第41話―5 休戦
軌道潜伏機雷。
火星宇宙軍が開発した軌道機雷と呼ばれる兵器の最新……いや最終モデルである。
そもそも軌道機雷がどういう兵器かと言うと、惑星の衛星軌道上に散布して制天権を取らせないようにする一種の妨害兵器であり、ある程度のステルス性能を持ったうえで敵の艦艇が接近すると内部に格納されたミサイルやレーザー砲などで攻撃、ないし自身が丸ごと突っ込んで自爆するという兵器だ。

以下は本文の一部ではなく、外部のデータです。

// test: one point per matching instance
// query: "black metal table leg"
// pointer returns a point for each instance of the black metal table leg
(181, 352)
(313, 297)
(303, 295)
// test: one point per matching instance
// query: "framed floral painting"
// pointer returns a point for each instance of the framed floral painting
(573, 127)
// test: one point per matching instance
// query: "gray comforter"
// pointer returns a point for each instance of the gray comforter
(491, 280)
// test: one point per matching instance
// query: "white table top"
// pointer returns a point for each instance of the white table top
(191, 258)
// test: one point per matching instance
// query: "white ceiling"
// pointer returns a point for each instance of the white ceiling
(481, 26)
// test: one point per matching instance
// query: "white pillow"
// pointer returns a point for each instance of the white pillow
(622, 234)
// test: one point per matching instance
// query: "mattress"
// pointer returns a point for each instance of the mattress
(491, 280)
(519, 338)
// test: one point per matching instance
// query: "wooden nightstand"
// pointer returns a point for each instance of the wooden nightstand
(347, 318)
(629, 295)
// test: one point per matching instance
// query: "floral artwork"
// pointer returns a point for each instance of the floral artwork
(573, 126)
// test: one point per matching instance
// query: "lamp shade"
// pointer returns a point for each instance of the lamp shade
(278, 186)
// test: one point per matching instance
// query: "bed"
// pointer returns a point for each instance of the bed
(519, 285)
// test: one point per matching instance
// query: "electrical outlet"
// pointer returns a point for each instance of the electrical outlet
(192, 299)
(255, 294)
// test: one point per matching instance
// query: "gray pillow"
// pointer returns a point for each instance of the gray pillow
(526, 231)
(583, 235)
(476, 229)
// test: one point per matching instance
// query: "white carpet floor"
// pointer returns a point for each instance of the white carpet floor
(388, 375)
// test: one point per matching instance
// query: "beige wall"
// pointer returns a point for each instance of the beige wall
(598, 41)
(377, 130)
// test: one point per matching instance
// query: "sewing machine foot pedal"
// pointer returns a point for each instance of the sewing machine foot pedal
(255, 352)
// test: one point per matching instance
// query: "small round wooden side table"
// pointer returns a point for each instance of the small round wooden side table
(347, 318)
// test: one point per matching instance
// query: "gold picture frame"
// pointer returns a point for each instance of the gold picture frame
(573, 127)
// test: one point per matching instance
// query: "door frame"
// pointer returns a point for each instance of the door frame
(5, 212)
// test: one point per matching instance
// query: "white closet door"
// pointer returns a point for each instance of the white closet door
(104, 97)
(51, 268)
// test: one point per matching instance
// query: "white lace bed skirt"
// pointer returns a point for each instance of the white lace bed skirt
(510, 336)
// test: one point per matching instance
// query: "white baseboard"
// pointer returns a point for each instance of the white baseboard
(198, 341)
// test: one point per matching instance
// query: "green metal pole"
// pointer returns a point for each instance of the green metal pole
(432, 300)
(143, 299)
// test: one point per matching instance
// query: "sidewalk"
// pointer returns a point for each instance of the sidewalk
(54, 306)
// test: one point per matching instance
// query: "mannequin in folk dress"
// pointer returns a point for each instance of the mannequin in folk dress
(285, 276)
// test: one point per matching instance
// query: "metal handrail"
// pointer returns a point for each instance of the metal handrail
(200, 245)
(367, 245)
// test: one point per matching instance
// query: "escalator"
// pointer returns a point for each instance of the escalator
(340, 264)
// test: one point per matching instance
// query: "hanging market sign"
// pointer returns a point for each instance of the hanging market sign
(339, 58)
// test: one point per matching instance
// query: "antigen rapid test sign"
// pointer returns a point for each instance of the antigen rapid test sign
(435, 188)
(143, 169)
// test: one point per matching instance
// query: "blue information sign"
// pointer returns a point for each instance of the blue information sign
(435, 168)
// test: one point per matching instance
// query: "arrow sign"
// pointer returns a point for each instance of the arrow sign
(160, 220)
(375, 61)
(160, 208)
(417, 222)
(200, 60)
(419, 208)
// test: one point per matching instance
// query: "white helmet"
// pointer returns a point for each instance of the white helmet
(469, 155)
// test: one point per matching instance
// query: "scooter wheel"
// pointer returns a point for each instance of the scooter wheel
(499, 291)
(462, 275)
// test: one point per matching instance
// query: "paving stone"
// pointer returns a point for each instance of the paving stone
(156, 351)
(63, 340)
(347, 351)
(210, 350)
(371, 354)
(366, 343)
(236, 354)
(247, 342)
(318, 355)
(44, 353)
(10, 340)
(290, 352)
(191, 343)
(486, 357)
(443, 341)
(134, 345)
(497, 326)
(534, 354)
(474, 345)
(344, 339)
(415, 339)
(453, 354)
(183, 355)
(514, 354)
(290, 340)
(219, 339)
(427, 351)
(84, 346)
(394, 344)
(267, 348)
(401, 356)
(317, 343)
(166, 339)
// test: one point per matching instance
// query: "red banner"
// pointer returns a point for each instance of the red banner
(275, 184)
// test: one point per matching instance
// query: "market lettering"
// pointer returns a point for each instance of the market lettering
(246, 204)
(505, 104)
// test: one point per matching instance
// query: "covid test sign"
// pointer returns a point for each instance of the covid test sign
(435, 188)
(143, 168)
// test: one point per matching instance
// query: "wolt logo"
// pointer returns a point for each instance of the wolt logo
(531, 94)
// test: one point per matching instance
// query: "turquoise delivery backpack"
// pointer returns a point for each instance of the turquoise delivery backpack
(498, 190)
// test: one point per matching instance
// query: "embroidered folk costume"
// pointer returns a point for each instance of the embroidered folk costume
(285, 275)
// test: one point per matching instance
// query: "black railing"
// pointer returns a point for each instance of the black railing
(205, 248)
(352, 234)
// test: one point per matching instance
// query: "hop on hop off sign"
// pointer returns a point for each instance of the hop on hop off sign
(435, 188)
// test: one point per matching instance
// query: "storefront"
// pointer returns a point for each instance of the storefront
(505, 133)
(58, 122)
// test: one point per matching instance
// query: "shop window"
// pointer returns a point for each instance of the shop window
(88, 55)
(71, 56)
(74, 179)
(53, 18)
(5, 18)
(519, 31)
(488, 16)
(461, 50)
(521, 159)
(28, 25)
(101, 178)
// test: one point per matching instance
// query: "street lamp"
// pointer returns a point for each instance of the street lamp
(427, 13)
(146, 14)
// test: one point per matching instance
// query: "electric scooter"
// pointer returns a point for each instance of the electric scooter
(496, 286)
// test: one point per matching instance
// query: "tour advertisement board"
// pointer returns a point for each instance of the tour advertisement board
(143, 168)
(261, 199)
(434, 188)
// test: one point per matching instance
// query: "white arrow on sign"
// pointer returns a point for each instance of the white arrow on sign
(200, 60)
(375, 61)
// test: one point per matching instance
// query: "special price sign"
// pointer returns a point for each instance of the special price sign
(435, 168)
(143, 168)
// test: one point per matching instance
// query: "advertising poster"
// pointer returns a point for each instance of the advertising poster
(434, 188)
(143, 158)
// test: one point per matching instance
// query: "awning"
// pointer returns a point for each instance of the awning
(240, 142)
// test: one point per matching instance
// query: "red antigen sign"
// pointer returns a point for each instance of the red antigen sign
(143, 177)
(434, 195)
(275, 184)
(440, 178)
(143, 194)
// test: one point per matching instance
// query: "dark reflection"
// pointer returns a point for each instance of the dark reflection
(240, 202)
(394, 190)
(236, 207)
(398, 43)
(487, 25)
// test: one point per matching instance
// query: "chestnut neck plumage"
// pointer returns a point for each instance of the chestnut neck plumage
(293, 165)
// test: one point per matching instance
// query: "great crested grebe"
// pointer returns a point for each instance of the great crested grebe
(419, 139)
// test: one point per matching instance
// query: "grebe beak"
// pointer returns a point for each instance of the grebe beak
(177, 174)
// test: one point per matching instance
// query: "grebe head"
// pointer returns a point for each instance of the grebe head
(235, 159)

地球連邦軍でも一時期は配備されていた兵器だが、基本的にこの兵器は軌道を封鎖するためのものであり、軌道上に戦力を展開して制圧するのが主眼の地球連邦軍では廃れた兵器である(データは取ってあるのですぐに再生産は可能)。
そう、この兵器はあくまでも劣勢な空間戦力しか持たない軍が用いるものであり、その点で火星宇宙軍にはうってつけの兵器だったのだ。
が、物事上手くはいかないものである。
一時期の火星宇宙軍は艦隊を縮小してこの種の兵器に傾倒する程だったが、当然のごとく地球連邦軍はそれに対する対抗策を構築。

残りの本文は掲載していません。